DONKEY KONG COUNTRY RETURNS 3D
There’s been something rotten in DK Country, and it’s not that
secret banana stash that Diddy left decomposing in his schoolbag
over the school holidays. Donkey Kong, Nintendo’s original big bad,
has been reduced to an inanity-grunting, tie-donning corporate wuss,
shilling lacklustre games in a fugue of emasculation.
Rejoice, DK acolytes. Kong’s returned, in style! Of course you'd
know this if you caught the Wii mix – of which this is a slight
remix with an easier mode, no stupid waggling and more 3D than you
could poke coloured cellophane at.
Uh-huh. No more shitty
racing games or rhythm excursions, as DKCR3D harks back to
SNES glory days – when apes were apes and the jungle was nervous.
Both homage and evolution, DKCR3D maintains one
aspect of those amazing SNES adventures – it’s really fucking
challenging. That’s using ‘challenging’ in all its simile glory for
“I wanna hurl my 3DS, stomp about petulantly and hug Mum.” Yep, this
sucker’s hard – and to that we say “yay!”
New baddies descend
into DK’s domain in the form of bizarre ooga-booga, voodoo-eyed
thingies that hypnotise local denizens into purloining the great
ape’s banana stash.
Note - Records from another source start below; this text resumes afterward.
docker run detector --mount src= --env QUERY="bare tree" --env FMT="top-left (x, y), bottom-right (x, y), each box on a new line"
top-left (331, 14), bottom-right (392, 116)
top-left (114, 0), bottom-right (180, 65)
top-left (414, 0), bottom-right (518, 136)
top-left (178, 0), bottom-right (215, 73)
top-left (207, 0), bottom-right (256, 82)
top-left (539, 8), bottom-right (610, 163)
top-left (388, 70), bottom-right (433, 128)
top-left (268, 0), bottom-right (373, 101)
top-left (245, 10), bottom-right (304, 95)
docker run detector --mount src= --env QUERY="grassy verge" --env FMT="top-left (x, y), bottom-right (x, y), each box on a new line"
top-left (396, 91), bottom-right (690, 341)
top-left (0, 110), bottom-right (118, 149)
Naturally DK doesn’t take this shit and sets
about rampaging – ably assisted by the monkeyquivalent of Batman’s
Robin, Diddy Kong (in single player or via two-player link).
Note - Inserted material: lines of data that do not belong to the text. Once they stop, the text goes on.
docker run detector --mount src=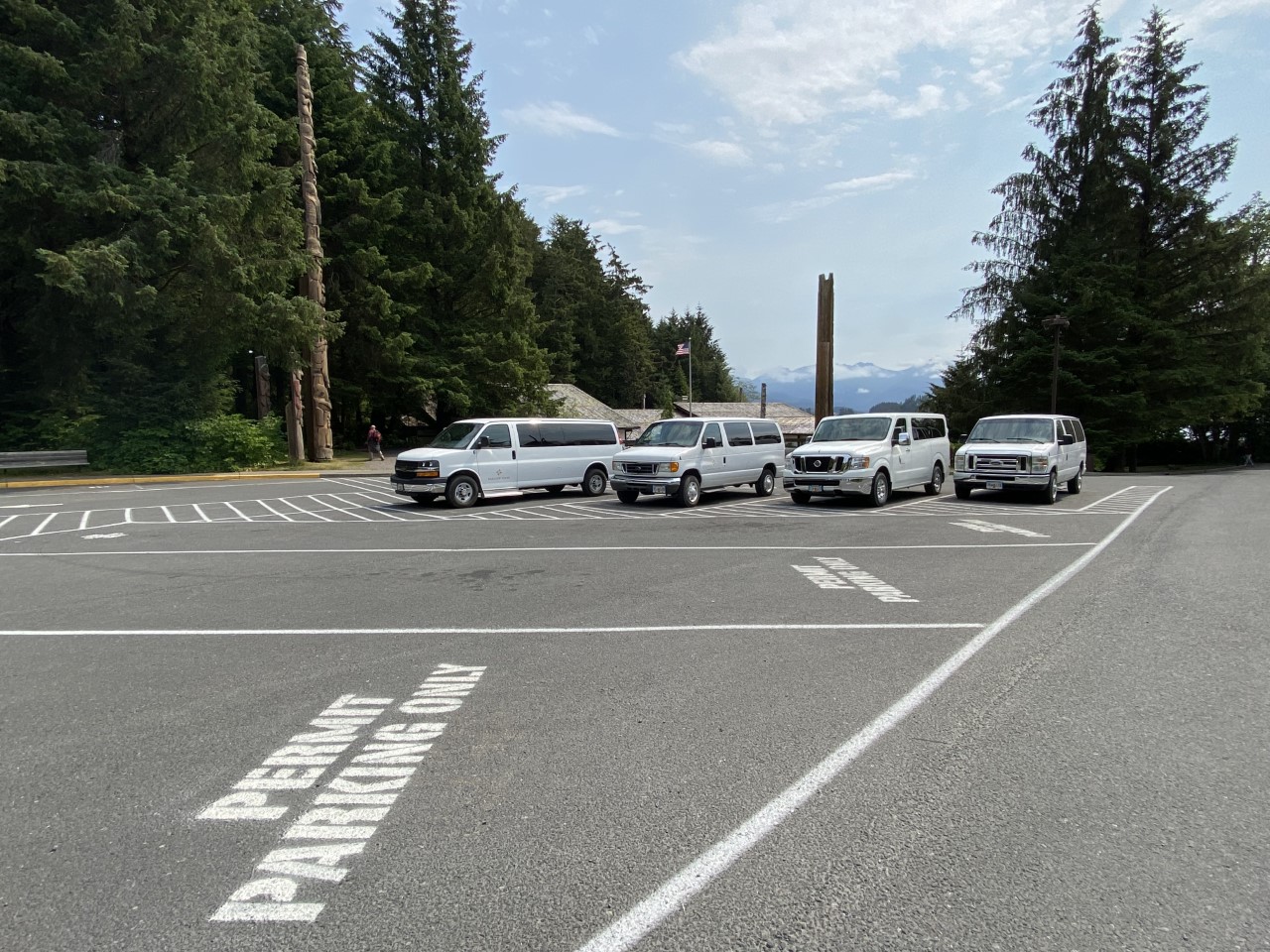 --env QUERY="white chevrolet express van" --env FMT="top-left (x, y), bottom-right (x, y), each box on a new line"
top-left (393, 417), bottom-right (621, 508)
top-left (611, 416), bottom-right (785, 505)
top-left (784, 414), bottom-right (950, 505)
top-left (952, 414), bottom-right (1088, 504)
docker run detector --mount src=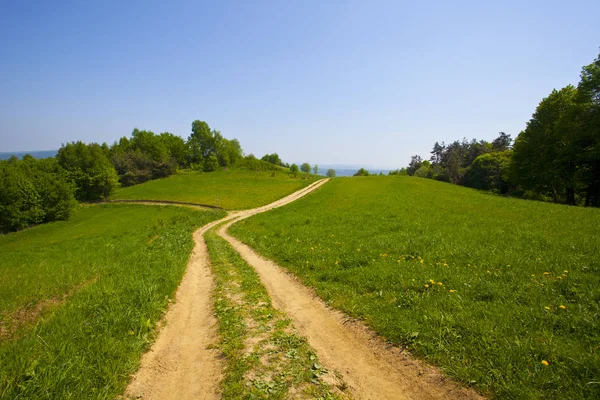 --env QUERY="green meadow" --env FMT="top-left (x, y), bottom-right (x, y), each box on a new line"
top-left (112, 169), bottom-right (317, 210)
top-left (231, 176), bottom-right (600, 399)
top-left (0, 204), bottom-right (225, 399)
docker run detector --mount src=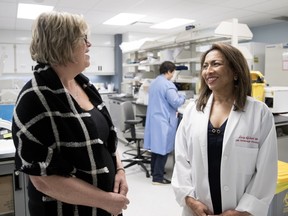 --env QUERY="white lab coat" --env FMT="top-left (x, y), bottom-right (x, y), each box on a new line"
top-left (172, 94), bottom-right (278, 216)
Those familiar with the ’90s DKC series will instantly be
comfy, but things soon evolve. Silhouetted levels, platforms jammed
into deeper 3D space that you rocket-barrel between, effects like
waves crashing out of your screen... all saying “yeah, this is
classic, but it’s also some 15 years on, Daddy-O”.
completists may as well lock themselves away forever, as obtaining
every collectible letter and puzzle piece is hellishly challenging.
You wanted the best, you got the best (U-U-U-Utah... oops).
The banana’s in your court – vote 1 the emancipation of Donkey Kong.